Below, we detail the changes being made and how this could affect you.
Ground improvement enables sites with poor load-bearing capacity to be strengthened. This means that the loadings of the proposed building can be adequately supported off suitable foundations.
Vibro displacement using vibro stone columns is a method of enhancing ground bearing capacity and limiting settlement. Typical applications include the support of foundations, slabs, hard standings, pavements, tanks or embankments.
Soft soils can be reinforced to achieve improved specification requirements, whilst slopes can be treated to prevent slip failure and both natural soils and made ground can be improved.
Testing should be carried out across the full site and cover all of the various ground conditions to confirm that the ground improvement works meet the design criteria.

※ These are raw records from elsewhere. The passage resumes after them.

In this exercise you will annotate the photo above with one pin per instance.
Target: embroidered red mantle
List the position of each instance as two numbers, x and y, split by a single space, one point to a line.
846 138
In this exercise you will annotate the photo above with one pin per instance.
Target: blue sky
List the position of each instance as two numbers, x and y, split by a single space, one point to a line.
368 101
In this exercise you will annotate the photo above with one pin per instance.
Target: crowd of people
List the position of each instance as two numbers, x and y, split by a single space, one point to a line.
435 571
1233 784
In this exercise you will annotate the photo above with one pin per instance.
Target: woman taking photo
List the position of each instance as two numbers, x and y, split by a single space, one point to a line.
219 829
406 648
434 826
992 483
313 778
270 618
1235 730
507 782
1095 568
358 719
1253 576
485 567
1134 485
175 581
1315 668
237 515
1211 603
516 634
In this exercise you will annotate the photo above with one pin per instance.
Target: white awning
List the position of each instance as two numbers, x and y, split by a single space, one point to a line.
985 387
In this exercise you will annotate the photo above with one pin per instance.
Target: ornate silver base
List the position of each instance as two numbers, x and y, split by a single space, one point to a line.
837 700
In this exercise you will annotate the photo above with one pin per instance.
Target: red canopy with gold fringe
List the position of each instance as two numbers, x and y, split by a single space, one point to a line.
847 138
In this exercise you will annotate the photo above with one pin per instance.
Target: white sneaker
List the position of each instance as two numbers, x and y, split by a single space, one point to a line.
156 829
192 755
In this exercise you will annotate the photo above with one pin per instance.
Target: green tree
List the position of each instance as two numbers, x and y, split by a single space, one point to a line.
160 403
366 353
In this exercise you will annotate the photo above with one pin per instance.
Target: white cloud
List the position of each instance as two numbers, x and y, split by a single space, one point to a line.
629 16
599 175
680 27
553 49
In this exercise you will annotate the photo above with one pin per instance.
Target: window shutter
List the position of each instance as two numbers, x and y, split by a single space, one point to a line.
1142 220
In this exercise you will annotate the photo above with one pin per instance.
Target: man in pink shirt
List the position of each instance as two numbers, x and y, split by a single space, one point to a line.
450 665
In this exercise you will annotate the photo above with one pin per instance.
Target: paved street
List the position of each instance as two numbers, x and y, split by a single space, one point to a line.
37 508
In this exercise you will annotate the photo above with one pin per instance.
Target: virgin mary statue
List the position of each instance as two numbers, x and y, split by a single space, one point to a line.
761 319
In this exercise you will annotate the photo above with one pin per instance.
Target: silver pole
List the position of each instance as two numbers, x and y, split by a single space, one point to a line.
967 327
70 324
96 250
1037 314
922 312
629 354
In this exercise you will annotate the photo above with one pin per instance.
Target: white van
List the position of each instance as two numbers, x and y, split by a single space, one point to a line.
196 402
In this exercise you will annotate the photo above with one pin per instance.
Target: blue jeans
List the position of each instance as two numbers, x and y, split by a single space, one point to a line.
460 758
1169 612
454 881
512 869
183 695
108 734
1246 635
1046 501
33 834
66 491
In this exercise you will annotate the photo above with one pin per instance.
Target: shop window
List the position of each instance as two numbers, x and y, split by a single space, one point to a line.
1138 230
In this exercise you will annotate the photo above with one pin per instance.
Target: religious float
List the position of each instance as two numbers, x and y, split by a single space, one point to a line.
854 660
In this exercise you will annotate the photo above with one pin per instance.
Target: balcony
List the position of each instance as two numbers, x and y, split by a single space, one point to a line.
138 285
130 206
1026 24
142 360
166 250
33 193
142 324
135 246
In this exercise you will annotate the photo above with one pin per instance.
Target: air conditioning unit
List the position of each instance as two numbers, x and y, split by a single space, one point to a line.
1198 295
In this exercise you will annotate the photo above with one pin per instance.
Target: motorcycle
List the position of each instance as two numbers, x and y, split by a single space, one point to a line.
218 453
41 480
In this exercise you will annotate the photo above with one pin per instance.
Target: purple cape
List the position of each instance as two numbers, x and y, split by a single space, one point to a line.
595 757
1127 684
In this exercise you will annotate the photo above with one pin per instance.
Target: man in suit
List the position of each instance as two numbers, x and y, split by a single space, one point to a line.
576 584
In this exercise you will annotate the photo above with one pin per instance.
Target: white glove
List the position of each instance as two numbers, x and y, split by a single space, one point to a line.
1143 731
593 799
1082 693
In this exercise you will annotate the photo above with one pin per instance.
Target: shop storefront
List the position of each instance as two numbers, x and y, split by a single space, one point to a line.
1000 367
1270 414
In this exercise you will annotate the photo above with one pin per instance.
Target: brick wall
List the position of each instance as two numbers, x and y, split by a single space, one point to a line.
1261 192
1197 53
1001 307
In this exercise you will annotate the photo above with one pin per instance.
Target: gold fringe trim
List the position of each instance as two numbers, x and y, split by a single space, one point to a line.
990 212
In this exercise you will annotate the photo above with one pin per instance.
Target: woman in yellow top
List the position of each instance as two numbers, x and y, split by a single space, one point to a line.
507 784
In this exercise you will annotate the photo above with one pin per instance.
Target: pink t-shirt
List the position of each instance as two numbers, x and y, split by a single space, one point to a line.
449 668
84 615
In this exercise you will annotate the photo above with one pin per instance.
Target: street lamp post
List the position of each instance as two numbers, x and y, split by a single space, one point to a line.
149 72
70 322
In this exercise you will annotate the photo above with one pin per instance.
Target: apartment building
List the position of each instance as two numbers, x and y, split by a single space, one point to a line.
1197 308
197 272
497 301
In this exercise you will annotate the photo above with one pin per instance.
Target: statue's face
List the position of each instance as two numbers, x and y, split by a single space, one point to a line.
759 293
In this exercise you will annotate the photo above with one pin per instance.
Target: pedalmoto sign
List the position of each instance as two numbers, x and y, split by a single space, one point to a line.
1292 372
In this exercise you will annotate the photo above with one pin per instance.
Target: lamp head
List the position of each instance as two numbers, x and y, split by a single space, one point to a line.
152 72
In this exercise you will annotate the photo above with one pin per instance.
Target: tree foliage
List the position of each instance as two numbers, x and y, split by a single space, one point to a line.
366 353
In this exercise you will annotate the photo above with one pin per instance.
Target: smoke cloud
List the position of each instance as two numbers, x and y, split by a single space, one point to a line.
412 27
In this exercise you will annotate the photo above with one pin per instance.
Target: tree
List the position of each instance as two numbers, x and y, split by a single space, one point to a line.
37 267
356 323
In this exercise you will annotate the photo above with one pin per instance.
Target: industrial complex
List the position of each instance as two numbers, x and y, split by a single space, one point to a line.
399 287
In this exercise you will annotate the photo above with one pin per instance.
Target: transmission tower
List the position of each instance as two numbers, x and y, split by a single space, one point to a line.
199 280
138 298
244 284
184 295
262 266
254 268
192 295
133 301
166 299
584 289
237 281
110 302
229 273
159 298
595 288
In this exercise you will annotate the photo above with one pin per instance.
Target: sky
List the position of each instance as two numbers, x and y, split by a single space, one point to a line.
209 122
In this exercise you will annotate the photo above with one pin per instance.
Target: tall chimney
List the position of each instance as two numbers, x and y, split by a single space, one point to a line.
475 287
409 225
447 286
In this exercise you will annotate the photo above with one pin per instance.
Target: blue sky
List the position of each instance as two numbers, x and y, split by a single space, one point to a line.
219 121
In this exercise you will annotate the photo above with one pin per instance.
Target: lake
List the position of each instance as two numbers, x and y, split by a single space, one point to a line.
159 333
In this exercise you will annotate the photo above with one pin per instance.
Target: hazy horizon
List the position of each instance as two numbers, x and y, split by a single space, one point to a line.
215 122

• Plate tests should also be carried out with 600mm diameter plates loaded to 3 times working load or 11 tonnes, whichever is greater.
• We require these tests to be carried out at a minimum rate of 1 test per rig per day.
• Dummy footing tests should also be carried out with 1500 x 600mm plates, loaded to at least 1.5 times working load (kN/m2) for a minimum period of 13 hours.
• We require these tests to be carried out at a minimum rate of 1 per week.
Penetration tests should be carried out:
• At a rate of 1 per 20-50 stone columns or 1 test for not more than 500m2, with a minimum of 1 test for each structural unit.
• Penetration tests won’t be required if dummy footing tests are carried out at the above rate.
Vibro treatment should be carried out in accordance with the ‘Institute of Civil Engineers: 1987 Specification for ground treatment: Notes for guidance’ and to a depth sufficient to reach an adequate bearing stratum.
The design and construction of vibro stone columns and foundations should be in accordance with the Premier Guarantee Technical Manual and recognised publications from British Standards, Eurocodes, CIRIA, BRE and ICE.
Every care was taken to ensure the information in this article was correct at the time of publication (November 2022). Guidance provided does not replace the reader’s professional judgement and any construction project should comply with the relevant Building Regulations or applicable technical standards. For the most up to date Premier Guarantee technical guidance please refer to your Risk Management Surveyor and the latest version of the Premier Guarantee Technical Manual.